When time marched on and the final novel never published I began to take a greater interest and searching for whatever I could find about her.  Actually my curiosity was piqued when that final novel went from being announced to publish, to being delayed and then finally cancelled.  There wasn’t much to find, even from her most devoted fan clubs.  Turns out there were numerous incorrect dates of birth given for her by her publisher over the years and she declined to say how old she was in some later interviews.  Finally, a columnist who remembered Lilian’s retirement from the Detroit News published an interview with her in 2005.

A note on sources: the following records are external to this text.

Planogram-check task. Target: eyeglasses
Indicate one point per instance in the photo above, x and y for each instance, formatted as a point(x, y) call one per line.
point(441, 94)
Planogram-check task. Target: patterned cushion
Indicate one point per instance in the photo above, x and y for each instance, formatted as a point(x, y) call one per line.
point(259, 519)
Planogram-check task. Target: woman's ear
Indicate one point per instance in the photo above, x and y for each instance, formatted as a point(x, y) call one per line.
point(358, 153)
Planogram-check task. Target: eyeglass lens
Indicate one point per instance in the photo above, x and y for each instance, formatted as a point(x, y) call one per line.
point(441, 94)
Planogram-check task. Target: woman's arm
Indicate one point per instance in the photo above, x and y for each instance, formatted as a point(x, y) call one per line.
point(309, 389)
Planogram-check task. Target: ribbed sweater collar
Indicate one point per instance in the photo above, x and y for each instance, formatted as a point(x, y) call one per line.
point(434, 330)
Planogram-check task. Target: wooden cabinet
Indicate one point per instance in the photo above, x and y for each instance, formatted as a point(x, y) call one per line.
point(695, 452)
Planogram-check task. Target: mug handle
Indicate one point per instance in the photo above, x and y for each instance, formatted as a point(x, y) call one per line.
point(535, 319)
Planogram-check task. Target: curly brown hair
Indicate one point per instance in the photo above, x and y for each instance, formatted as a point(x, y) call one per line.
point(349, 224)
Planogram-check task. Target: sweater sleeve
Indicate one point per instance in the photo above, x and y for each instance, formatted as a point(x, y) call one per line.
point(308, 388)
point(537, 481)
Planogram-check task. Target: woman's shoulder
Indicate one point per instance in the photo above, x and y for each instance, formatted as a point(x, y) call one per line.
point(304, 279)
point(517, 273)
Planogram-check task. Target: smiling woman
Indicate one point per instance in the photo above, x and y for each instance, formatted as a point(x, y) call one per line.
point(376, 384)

In that interview she gave her year of birth as 1913.  She was vague about other details.  All I can find is that she was born in Massachusetts,  lived until the mid 1980’s in Michigan (assuming 1986 or so when she was retired from the paper and back in the novel writing business) when she moved to North Carolina.  Her husband is mentioned often in the credits of her novels as being Earl Bettinger.  With a birthdate in hand (who knows if this one is anymore accurate than the others) I quickly found she was well into her fifties when she published her first best-selling book.  The time given for her retirement also fit with the standard retirement age of 65.  According to the interview she had a 29 year career at the Detroit News and retired from there before the publication of her 4th “Cat Who..” novel in 1986, 18 years after the third novel in the series published in 1968! She was 73.

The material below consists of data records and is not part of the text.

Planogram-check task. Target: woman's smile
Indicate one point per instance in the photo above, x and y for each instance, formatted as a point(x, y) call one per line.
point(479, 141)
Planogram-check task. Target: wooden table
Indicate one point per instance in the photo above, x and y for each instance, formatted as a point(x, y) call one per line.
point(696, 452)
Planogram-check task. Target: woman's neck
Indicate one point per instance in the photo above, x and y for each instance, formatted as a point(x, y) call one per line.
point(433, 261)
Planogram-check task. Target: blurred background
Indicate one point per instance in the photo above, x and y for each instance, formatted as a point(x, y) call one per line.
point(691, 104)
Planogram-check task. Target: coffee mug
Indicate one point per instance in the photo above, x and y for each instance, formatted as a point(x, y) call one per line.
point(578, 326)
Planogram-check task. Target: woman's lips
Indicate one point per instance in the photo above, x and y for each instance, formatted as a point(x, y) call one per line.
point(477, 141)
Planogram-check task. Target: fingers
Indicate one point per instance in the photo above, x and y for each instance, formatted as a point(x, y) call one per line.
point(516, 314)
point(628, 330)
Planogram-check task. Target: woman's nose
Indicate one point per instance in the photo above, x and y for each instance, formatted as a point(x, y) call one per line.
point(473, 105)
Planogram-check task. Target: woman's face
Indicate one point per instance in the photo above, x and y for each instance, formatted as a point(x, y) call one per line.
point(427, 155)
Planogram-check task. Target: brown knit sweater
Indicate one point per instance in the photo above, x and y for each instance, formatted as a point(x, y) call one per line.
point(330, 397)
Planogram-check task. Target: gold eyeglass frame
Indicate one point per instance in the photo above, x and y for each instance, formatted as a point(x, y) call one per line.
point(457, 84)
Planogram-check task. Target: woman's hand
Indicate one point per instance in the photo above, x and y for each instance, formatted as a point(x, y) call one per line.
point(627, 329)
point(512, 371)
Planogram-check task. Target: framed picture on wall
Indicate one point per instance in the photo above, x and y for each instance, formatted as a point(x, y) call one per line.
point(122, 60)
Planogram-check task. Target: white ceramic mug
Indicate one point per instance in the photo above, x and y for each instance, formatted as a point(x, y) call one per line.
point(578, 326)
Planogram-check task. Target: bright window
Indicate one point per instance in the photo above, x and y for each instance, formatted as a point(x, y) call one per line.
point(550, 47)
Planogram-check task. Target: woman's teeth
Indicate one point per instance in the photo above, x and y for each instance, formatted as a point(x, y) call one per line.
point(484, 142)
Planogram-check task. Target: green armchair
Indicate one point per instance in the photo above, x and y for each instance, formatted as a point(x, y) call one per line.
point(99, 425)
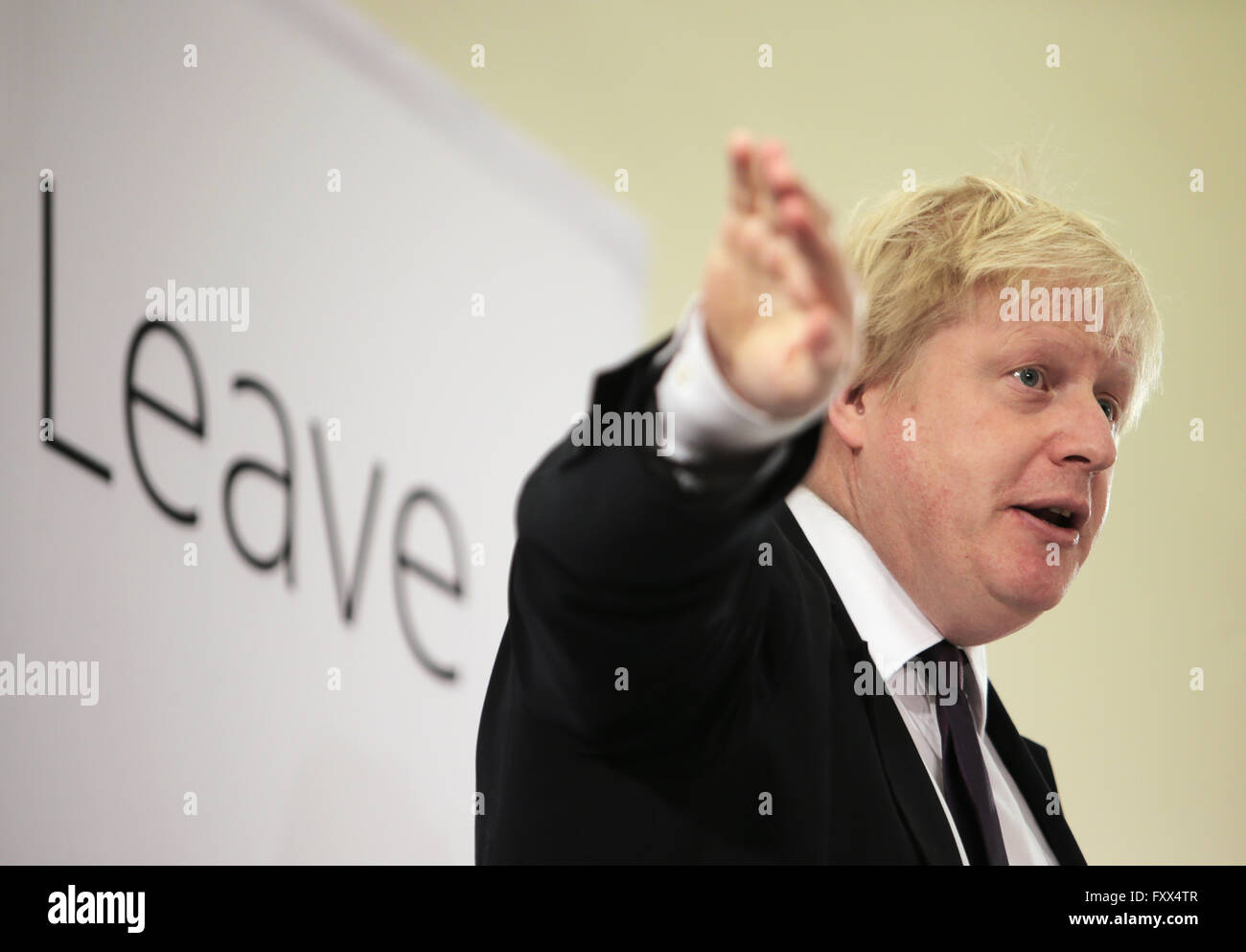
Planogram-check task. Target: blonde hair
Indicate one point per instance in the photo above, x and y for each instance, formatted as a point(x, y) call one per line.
point(923, 257)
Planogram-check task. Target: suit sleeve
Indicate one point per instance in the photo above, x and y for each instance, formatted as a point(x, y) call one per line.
point(635, 599)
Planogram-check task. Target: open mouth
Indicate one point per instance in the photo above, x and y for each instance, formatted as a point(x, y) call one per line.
point(1050, 514)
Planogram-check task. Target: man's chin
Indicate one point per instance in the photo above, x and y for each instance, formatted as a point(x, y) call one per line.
point(1038, 593)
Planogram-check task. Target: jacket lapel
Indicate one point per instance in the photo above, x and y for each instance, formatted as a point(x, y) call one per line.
point(1030, 780)
point(906, 773)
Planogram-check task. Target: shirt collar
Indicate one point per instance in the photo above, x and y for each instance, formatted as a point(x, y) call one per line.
point(886, 618)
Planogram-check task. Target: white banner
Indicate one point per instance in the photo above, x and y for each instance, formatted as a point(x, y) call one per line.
point(286, 323)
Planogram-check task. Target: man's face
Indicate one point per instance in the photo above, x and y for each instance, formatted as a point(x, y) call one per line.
point(995, 416)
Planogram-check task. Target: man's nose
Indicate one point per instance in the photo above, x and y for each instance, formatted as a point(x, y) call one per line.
point(1084, 435)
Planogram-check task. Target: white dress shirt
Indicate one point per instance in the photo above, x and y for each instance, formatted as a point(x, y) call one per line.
point(714, 421)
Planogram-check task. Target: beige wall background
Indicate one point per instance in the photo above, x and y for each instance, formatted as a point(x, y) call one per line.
point(1150, 770)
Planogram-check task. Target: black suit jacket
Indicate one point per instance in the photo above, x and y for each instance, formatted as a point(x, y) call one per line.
point(660, 694)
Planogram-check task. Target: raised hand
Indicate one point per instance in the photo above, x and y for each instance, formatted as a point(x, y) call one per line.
point(775, 240)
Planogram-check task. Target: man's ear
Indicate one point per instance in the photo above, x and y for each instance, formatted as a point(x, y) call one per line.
point(846, 414)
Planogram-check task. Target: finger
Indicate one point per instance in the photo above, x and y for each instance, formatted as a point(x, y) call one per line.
point(763, 200)
point(789, 188)
point(826, 262)
point(739, 161)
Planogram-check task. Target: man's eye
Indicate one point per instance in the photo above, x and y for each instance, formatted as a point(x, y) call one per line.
point(1029, 377)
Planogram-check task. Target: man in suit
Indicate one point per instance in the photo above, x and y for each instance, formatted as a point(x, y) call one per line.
point(758, 633)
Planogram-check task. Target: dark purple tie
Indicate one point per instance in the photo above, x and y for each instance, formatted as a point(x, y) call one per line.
point(964, 773)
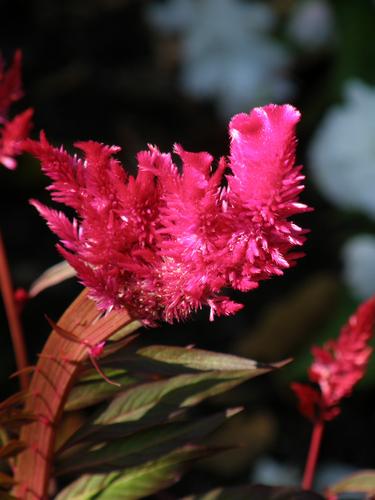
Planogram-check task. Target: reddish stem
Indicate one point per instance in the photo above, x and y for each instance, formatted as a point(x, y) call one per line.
point(57, 368)
point(11, 310)
point(312, 458)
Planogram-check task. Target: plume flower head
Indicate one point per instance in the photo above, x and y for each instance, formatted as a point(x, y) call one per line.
point(167, 242)
point(338, 366)
point(13, 131)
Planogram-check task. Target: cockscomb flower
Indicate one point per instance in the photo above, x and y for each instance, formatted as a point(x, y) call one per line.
point(167, 242)
point(338, 366)
point(12, 132)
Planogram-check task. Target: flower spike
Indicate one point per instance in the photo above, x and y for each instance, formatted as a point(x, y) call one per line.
point(165, 243)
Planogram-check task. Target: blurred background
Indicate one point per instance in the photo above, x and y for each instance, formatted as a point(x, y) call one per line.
point(135, 72)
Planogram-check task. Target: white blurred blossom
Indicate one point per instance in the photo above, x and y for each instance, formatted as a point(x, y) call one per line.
point(227, 52)
point(342, 153)
point(311, 24)
point(358, 255)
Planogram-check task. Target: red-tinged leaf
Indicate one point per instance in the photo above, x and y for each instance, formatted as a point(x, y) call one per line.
point(27, 369)
point(360, 482)
point(15, 419)
point(10, 84)
point(51, 277)
point(5, 481)
point(11, 449)
point(64, 333)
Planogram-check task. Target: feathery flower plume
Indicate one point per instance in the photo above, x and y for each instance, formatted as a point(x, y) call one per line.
point(12, 132)
point(165, 243)
point(338, 366)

The novels gushed onto the market in rapid succession, sometimes as many as 3 per year, until 1993 when the pace slowed to roughly one per year until 2007.  Now for the big mystery.  Is she still alive? What happened to that final novel that was announced but never published? Did she even write the last few novels in the series?

Some have speculated that the last few novels in the series were published by a ghost writer and perhaps Lilian had died sometime before they even released.  I’ve wondered if that is why she did the 2005 interview when she’d been much more evasive before that time, to dispel that kind of speculation at that time.  Then I’ve wondered why there wasn’t more information after that? If her name and career path were known it seems someone else could have done a little investigating and learned a bit more about her life in Michigan and subsequent move to North Carolina, etc. There is nothing more to be found past that 2005 interview.

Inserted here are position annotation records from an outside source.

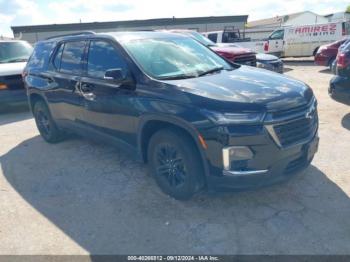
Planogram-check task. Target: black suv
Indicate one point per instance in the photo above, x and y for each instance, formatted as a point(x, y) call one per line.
point(198, 120)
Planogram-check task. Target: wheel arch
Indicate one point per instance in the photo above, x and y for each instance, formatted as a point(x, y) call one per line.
point(150, 125)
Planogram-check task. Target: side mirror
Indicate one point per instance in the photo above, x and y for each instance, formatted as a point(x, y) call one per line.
point(115, 74)
point(120, 77)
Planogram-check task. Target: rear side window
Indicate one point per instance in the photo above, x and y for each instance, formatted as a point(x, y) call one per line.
point(72, 56)
point(102, 57)
point(41, 55)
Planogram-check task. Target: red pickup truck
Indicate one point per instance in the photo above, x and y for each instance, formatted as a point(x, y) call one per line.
point(238, 55)
point(326, 54)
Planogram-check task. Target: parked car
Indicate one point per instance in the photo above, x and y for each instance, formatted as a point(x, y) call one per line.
point(198, 120)
point(13, 57)
point(236, 54)
point(265, 61)
point(327, 54)
point(297, 41)
point(339, 87)
point(231, 36)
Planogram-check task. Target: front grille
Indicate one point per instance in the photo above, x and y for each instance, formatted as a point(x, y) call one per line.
point(13, 81)
point(300, 126)
point(246, 60)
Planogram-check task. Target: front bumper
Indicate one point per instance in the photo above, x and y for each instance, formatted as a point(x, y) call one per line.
point(285, 163)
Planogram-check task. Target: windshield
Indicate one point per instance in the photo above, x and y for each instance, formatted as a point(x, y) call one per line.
point(174, 58)
point(11, 52)
point(202, 39)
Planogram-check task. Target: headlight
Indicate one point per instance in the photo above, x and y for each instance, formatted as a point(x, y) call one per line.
point(234, 118)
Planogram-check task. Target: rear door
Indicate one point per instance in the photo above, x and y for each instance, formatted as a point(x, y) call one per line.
point(66, 69)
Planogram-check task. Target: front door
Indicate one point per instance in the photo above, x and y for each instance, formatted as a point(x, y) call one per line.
point(66, 101)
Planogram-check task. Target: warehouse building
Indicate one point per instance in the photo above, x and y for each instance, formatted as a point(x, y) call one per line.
point(35, 33)
point(261, 29)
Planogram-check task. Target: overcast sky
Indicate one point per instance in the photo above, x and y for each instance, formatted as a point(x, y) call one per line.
point(31, 12)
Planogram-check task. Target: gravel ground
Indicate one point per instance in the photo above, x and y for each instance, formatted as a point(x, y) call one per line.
point(78, 197)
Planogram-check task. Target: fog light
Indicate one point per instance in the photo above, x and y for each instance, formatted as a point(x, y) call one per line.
point(235, 153)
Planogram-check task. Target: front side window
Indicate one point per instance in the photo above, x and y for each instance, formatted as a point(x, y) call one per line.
point(58, 56)
point(12, 52)
point(102, 57)
point(175, 57)
point(41, 54)
point(72, 56)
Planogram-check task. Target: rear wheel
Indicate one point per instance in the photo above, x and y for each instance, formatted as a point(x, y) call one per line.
point(175, 164)
point(45, 124)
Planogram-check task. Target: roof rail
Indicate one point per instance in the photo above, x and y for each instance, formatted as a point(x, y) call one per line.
point(72, 34)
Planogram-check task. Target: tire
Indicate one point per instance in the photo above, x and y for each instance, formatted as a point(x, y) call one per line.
point(175, 164)
point(45, 124)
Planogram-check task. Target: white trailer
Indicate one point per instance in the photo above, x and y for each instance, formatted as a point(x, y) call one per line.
point(301, 40)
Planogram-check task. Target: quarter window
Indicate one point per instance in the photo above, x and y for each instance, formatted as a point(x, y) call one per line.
point(57, 59)
point(71, 57)
point(102, 57)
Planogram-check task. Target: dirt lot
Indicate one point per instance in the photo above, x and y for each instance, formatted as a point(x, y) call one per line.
point(78, 197)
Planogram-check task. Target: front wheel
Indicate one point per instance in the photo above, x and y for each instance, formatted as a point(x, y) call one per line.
point(45, 124)
point(175, 164)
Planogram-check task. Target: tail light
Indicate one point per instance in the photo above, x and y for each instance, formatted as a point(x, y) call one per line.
point(266, 46)
point(341, 60)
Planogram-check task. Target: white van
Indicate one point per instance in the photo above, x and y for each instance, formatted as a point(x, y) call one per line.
point(234, 36)
point(13, 58)
point(304, 40)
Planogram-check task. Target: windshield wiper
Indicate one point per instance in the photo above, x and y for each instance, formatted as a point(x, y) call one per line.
point(17, 60)
point(210, 71)
point(176, 77)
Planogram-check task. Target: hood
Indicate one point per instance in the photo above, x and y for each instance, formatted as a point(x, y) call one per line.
point(265, 57)
point(8, 69)
point(229, 50)
point(245, 88)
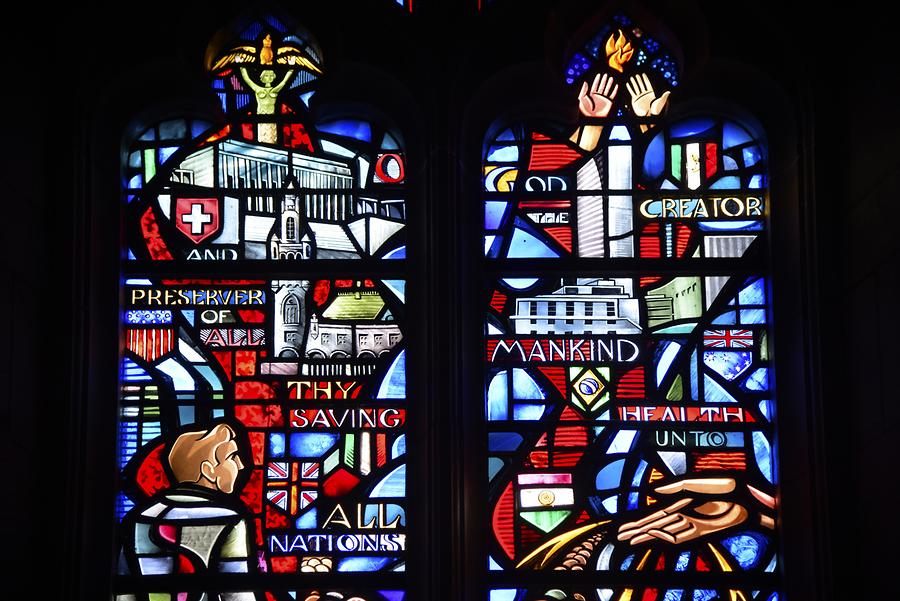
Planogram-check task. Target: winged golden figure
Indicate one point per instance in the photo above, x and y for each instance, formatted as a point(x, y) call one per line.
point(286, 54)
point(270, 64)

Some have noted discrepancies in some of the details about the characters in the later novels, mistakes the original author would be unlikely to make.  Personally, I’ve noticed a difference in style, and a personality change in some of the characters in comparing them to earlier novels.  In reading some of the brief interviews that were done with Lilian she says she loved the characters and kept no notes about them as she went so maybe she did simply make a mistake with the details.  But what about the personalities of them?  I don’t think that is a mistake she would make.

Anyway, it is a needling little dilemma.  Certainly not a big deal in the grand scheme of things but irritating.  I think it is sad that the series ended on such a sour note.  Earlier, Lilian said she’d been approached to bring the novels to the screen and she said she didn’t want to allow that because she was still writing and didn’t want to be influenced by the on-screen depictions of her characters.  She said they would never go to any screen while she was still writing.  How strange that she was that protective of the series and yet it has declined and faded away with so many unanswered questions for fans.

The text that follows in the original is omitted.